Clearly these numbers don't quite have the same impact of, say, Esposito's adjusted numbers in the 1970s, or of course Gretzky's in the 1980s. Some of it stems from the fact that Morenz played in an era when scoring was at an extremely low pace, so when adjusted to a common average, they shoot up like a heroine junkie. There's also the fact that Morenz played during regular seasons that were 30-35 games long, not 82.

And there's more. In the 1920s, teams had their stars, and that was that. If you were your team's go-to scorer, you were out on the ice most of the time. In 27-28 (Morenz' 100-goal season), his actual total was 33. Aurele Joliat had 28, Art Gagne had 20...after that, the next closest was 8. So Morenz scored 28.4% of his team's goals. In Gretzky's 92 1981-1982 campaign, he scored 22.0% of his team's goals, but that was with a team that rolled three and occasionally four forward lines.

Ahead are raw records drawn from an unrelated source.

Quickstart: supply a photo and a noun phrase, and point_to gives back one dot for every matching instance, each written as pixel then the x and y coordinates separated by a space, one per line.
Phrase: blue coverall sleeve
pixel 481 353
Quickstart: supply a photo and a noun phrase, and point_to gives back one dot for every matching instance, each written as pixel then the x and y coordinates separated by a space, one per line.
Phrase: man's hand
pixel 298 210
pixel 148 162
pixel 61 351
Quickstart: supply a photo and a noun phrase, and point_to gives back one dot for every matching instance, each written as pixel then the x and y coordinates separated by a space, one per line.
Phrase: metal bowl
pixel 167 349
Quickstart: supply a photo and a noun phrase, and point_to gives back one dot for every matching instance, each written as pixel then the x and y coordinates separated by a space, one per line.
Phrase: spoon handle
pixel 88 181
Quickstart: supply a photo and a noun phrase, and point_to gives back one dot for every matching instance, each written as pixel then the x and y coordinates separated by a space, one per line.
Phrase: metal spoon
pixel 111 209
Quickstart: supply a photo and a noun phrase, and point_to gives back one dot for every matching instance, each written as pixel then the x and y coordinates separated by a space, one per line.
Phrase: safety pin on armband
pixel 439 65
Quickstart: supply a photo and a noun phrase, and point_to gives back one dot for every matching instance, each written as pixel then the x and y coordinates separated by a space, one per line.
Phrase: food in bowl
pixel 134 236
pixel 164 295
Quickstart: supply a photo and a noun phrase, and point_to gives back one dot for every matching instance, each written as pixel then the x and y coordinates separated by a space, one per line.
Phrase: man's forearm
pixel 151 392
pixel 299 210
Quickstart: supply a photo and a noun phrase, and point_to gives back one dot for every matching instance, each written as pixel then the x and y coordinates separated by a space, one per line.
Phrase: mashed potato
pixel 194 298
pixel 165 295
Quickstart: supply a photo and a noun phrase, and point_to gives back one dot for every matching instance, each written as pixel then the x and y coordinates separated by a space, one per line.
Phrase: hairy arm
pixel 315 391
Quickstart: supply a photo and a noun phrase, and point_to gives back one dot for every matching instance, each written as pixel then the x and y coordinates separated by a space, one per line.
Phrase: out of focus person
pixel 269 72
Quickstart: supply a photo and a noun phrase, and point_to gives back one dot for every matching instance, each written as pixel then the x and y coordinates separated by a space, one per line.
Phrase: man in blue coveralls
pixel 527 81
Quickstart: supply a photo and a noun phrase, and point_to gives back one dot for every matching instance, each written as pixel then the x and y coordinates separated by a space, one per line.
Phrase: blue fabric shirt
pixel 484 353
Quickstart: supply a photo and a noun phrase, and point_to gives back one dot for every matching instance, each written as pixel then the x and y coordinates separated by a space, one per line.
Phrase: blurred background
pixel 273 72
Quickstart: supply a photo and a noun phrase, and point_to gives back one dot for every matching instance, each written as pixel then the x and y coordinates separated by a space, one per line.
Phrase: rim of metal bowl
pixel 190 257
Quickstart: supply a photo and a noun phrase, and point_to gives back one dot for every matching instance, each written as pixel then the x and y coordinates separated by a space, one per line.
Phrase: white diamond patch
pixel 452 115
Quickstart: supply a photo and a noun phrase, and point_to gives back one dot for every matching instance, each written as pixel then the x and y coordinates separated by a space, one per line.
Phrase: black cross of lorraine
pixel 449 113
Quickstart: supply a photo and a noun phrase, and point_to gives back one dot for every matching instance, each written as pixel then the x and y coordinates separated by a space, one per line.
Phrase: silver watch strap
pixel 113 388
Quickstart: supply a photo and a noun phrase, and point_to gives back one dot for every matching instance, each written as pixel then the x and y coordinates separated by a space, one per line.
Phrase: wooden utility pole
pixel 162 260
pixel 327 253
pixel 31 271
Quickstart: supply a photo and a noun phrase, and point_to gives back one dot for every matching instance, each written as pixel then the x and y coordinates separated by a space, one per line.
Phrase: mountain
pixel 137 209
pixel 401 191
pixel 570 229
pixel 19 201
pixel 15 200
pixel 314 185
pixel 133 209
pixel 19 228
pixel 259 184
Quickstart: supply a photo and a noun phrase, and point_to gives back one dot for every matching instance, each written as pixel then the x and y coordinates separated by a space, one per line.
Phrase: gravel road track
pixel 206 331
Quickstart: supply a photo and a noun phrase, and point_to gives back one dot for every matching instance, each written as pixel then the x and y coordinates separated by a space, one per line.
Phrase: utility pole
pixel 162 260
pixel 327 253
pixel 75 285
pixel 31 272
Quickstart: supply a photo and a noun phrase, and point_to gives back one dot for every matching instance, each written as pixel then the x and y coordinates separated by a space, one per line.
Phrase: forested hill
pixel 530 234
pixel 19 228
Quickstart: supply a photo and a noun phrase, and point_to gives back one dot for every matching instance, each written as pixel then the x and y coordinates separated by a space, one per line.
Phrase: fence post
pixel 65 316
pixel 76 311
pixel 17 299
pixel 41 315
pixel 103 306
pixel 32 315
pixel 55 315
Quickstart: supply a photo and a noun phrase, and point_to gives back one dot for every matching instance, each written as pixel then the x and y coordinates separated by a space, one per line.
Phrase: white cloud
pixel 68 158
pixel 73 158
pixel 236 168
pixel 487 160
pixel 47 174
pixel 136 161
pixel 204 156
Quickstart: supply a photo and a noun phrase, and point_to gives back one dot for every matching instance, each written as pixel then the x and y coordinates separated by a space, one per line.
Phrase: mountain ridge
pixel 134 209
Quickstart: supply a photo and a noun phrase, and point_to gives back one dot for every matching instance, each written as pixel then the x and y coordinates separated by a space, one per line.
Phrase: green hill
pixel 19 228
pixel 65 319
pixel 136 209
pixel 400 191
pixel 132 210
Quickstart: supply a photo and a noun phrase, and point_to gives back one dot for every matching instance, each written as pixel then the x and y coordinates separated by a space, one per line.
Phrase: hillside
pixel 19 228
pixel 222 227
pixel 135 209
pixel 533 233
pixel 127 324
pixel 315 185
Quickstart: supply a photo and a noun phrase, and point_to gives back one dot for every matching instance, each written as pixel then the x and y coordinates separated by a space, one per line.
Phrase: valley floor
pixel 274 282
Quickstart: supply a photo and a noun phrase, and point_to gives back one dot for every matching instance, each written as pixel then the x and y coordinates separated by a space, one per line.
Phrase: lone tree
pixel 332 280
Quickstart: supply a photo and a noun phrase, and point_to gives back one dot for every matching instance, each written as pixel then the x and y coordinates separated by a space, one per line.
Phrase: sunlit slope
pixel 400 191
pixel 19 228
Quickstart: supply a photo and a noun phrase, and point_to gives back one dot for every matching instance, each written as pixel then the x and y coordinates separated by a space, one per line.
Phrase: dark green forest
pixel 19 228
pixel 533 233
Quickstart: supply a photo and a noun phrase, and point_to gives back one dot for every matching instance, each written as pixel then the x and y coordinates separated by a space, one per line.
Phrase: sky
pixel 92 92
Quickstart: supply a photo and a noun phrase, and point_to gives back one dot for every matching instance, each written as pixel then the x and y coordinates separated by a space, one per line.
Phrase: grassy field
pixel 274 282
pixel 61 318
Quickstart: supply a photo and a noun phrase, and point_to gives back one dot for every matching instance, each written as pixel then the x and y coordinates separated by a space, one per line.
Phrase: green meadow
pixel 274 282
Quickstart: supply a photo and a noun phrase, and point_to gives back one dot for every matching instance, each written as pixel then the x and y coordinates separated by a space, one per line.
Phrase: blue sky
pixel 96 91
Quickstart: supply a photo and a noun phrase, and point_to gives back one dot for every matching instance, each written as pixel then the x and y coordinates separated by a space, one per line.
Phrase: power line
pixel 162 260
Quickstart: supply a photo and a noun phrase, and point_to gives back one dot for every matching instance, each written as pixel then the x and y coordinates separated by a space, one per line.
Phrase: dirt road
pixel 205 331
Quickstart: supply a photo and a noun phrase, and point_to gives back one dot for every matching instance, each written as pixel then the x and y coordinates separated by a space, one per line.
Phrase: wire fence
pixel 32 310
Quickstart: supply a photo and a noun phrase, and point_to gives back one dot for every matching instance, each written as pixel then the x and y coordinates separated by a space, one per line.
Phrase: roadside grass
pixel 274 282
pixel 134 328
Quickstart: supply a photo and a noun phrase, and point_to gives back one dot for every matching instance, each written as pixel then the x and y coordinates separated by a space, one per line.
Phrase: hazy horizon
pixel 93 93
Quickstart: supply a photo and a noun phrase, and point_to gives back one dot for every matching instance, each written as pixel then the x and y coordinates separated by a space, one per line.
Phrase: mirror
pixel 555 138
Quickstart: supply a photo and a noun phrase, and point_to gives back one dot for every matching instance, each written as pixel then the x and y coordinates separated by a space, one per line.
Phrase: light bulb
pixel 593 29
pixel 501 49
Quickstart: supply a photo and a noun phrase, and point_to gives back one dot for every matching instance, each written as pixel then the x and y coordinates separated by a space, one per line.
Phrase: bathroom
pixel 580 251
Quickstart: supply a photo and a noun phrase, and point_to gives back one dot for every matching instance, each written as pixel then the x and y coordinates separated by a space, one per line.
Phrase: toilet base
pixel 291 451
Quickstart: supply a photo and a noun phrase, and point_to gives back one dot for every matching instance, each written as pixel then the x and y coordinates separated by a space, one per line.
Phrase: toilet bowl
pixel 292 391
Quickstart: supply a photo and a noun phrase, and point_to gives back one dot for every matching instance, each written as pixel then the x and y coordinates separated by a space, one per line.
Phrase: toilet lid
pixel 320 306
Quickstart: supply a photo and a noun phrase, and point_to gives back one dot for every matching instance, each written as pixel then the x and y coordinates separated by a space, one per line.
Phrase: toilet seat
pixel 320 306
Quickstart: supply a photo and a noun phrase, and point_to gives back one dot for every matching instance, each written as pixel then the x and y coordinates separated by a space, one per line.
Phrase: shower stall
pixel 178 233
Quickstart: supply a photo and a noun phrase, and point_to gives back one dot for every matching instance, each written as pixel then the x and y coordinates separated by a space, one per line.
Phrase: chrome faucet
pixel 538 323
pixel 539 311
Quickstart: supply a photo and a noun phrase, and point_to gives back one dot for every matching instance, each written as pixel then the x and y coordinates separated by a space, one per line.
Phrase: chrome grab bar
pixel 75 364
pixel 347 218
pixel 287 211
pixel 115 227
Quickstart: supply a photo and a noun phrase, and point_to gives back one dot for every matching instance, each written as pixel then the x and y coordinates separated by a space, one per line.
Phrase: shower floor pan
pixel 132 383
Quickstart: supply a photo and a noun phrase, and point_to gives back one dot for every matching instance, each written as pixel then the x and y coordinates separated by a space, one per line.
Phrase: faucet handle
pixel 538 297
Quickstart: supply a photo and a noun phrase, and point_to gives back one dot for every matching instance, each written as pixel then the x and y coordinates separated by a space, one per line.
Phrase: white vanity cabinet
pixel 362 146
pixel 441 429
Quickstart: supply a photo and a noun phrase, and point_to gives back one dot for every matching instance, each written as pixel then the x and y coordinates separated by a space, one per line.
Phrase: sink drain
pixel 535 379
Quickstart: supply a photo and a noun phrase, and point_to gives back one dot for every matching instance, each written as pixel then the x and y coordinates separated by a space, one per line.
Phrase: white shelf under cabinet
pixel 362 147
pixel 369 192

So that's the context for Morenz' insane goal-scoring numbers during his peak years. But even with all of those disclaimers, Morenz still has to be considered a Level 5 guy, because he dominated the era he was lucky (or unlucky) enough to come into. There is also the intangible, the legend of Morenz, the fact that his demise is the hockey equivalent of Lou Gehrig's in its combination of tragedy and poetry. In 1937, Morenz was involved in a collision that sent him crashing into the boards, breaking his leg. He spent a month in the hospital (http://en.wikipedia.org/wiki/File:Morenzhospital1937.jpg) and was told he probably wouldn't be able to play hockey again. The fastest skater the game had seen to that point, the record-holder for most career points, a man whose exciting style helped grow hockey in the United States, was robbed of the thing he loved to do. Toward the end of his stay in the hospital, doctors realized that Morenz had suffered a nervous breakdown. He complained of chest pains, and on his way to the hospital bathroom, collapsed, dead, at 34 years old. It was a heart attack, but to quote The Hockey News, "those who knew him best said Morenz died of a broken heart".

A guy with three Stanley Cup rings, 740 adjusted career goals, a reputation as the best player of his era (the only competition being Shore), 3 MVP awards, and a passion for hockey so great that he left this world when he found out he couldn't play it anymore? I don't care if his peak came before they had invented "talkies", that guy has earned a right to be on Level 5 of my pyramid as one of the true greats the game has seen.